Parameter estimates are only part of the story -- a model fit also needs some measure of how precise the estimates are, typically standard errors. With maximum likelihood, the usual method is to use the information matrix and a large-sample asymptotic argument to approximate the covariance matrix of the estimator over repeated sampling. No such theory exists for these least squares estimators.

However, Monte-Carlo simulation provides another way to estimate standard errors. If we use the fitted model to generate a large number of datasets, we can approximate the standard error of the estimators with the Monte-Carlo standard deviation. For simplicity, we've defined a fitting function in a separate file, `logn3fit.m`

.

estsSim = zeros(1000,3); for i = 1:size(estsSim,1) xSim = lognrnd(paramHat(1),paramHat(2),n,1) + paramHat(3); estsSim(i,:) = logn3fit(xSim); end std(estsSim)

ans = 0.1542 0.0908 0.1303

It might also be useful to look at the distribution of the estimates, to check if the assumption of approximate normality is reasonable for this sample size, or to check for bias.

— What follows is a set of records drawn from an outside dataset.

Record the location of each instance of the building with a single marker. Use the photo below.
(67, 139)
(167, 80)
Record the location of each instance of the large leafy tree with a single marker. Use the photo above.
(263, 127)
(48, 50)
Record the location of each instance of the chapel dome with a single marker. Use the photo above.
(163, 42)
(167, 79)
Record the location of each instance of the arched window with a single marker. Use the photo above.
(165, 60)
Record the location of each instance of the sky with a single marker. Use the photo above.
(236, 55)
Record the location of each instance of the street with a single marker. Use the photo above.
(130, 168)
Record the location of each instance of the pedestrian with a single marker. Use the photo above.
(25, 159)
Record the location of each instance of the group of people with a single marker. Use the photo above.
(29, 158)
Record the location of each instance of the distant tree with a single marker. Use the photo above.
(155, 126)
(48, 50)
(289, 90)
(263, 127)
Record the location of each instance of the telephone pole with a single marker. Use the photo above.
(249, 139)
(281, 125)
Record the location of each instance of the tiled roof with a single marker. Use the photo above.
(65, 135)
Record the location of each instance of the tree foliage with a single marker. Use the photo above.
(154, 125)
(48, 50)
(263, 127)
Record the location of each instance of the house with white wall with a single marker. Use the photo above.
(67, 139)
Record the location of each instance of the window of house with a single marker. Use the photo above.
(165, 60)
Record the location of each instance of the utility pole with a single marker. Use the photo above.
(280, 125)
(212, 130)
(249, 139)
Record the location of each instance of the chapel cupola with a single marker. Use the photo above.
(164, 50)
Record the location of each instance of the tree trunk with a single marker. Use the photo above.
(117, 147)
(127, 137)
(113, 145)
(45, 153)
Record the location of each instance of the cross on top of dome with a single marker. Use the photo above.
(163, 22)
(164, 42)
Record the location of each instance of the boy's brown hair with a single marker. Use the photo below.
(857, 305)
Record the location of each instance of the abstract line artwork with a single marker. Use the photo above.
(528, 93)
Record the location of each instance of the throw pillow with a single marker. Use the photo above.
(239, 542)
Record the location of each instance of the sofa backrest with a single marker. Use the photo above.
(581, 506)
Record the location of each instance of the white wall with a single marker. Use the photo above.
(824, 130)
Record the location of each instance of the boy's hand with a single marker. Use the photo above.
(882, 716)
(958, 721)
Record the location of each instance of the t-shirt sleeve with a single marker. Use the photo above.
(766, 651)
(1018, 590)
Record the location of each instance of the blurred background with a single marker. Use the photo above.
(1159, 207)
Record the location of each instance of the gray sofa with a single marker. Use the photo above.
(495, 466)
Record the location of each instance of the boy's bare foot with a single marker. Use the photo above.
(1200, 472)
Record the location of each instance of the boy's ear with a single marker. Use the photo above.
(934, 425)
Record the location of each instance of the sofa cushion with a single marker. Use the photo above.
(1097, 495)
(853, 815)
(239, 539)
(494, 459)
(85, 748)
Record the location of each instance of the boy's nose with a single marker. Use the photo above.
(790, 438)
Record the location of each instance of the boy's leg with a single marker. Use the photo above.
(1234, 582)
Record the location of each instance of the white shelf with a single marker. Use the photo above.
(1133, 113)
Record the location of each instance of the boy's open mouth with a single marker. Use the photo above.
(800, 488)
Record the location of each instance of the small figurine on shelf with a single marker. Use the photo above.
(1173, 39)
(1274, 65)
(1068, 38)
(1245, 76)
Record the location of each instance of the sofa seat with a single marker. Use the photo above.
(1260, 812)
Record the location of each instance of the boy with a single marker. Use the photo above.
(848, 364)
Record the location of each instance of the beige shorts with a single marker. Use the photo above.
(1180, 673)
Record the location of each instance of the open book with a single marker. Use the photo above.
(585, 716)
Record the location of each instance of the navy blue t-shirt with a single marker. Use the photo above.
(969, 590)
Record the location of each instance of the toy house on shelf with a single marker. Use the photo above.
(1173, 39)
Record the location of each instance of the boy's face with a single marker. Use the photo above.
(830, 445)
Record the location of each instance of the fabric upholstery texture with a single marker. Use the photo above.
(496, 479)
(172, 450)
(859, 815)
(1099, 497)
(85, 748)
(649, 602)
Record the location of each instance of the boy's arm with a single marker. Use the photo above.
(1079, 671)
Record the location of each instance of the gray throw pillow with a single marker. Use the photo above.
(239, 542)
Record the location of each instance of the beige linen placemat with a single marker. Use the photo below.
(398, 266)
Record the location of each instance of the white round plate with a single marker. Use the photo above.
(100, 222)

subplot(3,1,1), hist(estsSim(:,1),20); title('Log-Location Parameter Bootstrap Estimates'); subplot(3,1,2), hist(estsSim(:,2),20); title('Log-Scale Parameter Bootstrap Estimates'); subplot(3,1,3), hist(estsSim(:,3),20); title('Threshold Parameter Bootstrap Estimates');

Clearly, the estimator for the threshold parameter is skewed. This is to be expected, since it is bounded above by the minimum data value. The other two histograms indicate that approximate normality might be a questionable assumption for the log-location parameter (the first histogram) as well. The standard errors computed above must be interpreted with that in mind, and the usual construction for confidence intervals might not be appropriate for the log-location and threshold parameters.

The means of the simulated estimates are close to the parameter values used to generate simulated data, indicating that the procedure is approximately unbiased at this sample size, at least for parameter values near the estimates.

[paramHat; mean(estsSim)]

ans = -0.0698 0.5930 10.1045 -0.0690 0.5926 10.0905

Finally, we could also have used the function `bootstrp`

to compute bootstrap standard error estimates. These do not make any parametric assumptions about the data.

estsBoot = bootstrp(1000,@logn3fit,x); std(estsBoot)

ans = 0.1490 0.0785 0.1180

The bootstrap standard errors are not far off from the Monte-Carlo calculations. That's not surprising, since the fitted model is the same one from which the example data were generated.

The fitting method described here is an alternative to maximum likelihood that can be used to fit univariate distributions when maximum likelihood fails to provide useful parameter estimates. One important application is in fitting distributions involving a threshold parameter, such as the three-parameter lognormal. Standard errors are more difficult to compute than for maximum likelihood estimates, because analytic approximations do not exist, but simulation provides a feasible alternative.

The P-P plots used here to illustrate the fitting method are useful in their own right, as a visual indication of lack of fit when fitting a univariate distribution.